I'm not sure. Chief Justice of the Supreme Court John Marshall (and Member of the Virginia Ratifying legislature) also emphasizes the role of "domicile" in determining citizenship and allegiance.
"The inhabitants, as distinguished from citizens, are strangers who are permitted to settle and stay in the country. Bound by their residence to the society, they are subject to the laws of the state while they reside there, and they are obliged to defend it because it grants them protection, though they do not participate in all the rights of citizens. They enjoy only the advantages which the laws or custom gives them. The perpetual inhabitants are those who have received the right of perpetual residence. These are a kind of citizens of an inferior order, and are united and subject to the society, without participating in all its advantages.""The domicile is the habitation fixed in any place with an intention of always staying there. A man does not, then, establish his domicile in any place unless he makes sufficiently known his intention of fixing there, either tacitly or by an express declaration. However, this declaration is no reason why, if he afterwards changes his mind, he may not remove his domicile elsewhere. In this sense, he who stops, even for a long time, in a place for the management of his affairs has only a simple habitation there, but has no domicile."
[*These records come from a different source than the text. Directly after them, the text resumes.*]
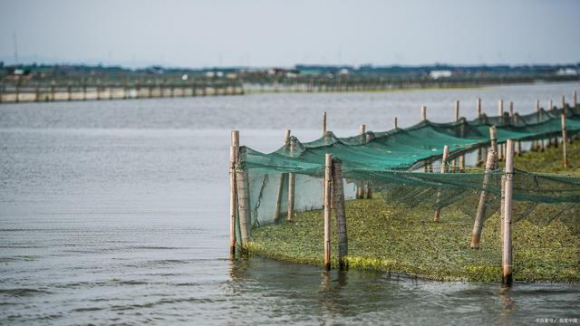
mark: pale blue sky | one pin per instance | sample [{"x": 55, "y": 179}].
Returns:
[{"x": 268, "y": 33}]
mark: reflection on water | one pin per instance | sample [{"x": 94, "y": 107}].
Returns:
[
  {"x": 288, "y": 292},
  {"x": 117, "y": 213}
]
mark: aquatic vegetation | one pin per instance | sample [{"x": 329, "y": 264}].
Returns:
[
  {"x": 397, "y": 239},
  {"x": 401, "y": 239}
]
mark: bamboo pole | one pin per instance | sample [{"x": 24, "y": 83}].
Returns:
[
  {"x": 482, "y": 205},
  {"x": 360, "y": 193},
  {"x": 243, "y": 198},
  {"x": 291, "y": 186},
  {"x": 478, "y": 115},
  {"x": 327, "y": 203},
  {"x": 564, "y": 104},
  {"x": 283, "y": 177},
  {"x": 500, "y": 110},
  {"x": 340, "y": 212},
  {"x": 564, "y": 141},
  {"x": 443, "y": 170},
  {"x": 233, "y": 195},
  {"x": 507, "y": 239},
  {"x": 493, "y": 138},
  {"x": 502, "y": 206},
  {"x": 502, "y": 122},
  {"x": 541, "y": 143}
]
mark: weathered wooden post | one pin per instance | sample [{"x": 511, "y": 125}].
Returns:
[
  {"x": 244, "y": 209},
  {"x": 339, "y": 208},
  {"x": 360, "y": 193},
  {"x": 564, "y": 109},
  {"x": 291, "y": 186},
  {"x": 478, "y": 115},
  {"x": 501, "y": 122},
  {"x": 482, "y": 205},
  {"x": 564, "y": 141},
  {"x": 283, "y": 176},
  {"x": 507, "y": 237},
  {"x": 327, "y": 208},
  {"x": 68, "y": 92},
  {"x": 52, "y": 91},
  {"x": 36, "y": 93},
  {"x": 493, "y": 138},
  {"x": 234, "y": 148},
  {"x": 443, "y": 170},
  {"x": 500, "y": 110}
]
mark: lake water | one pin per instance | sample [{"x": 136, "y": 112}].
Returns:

A domicile, then, in the sense in which this term is used by Vattel, requires not only actual residence in a foreign country, but "an intention of always staying there." Actual residence without this intention amounts to no more than "simple habitation."
My apologies. On this website it is the custom to quibble, (especially about the civil war) and I fear I have made a habit of it. Yes, it does not detract from your main point, and so I should have just let it go.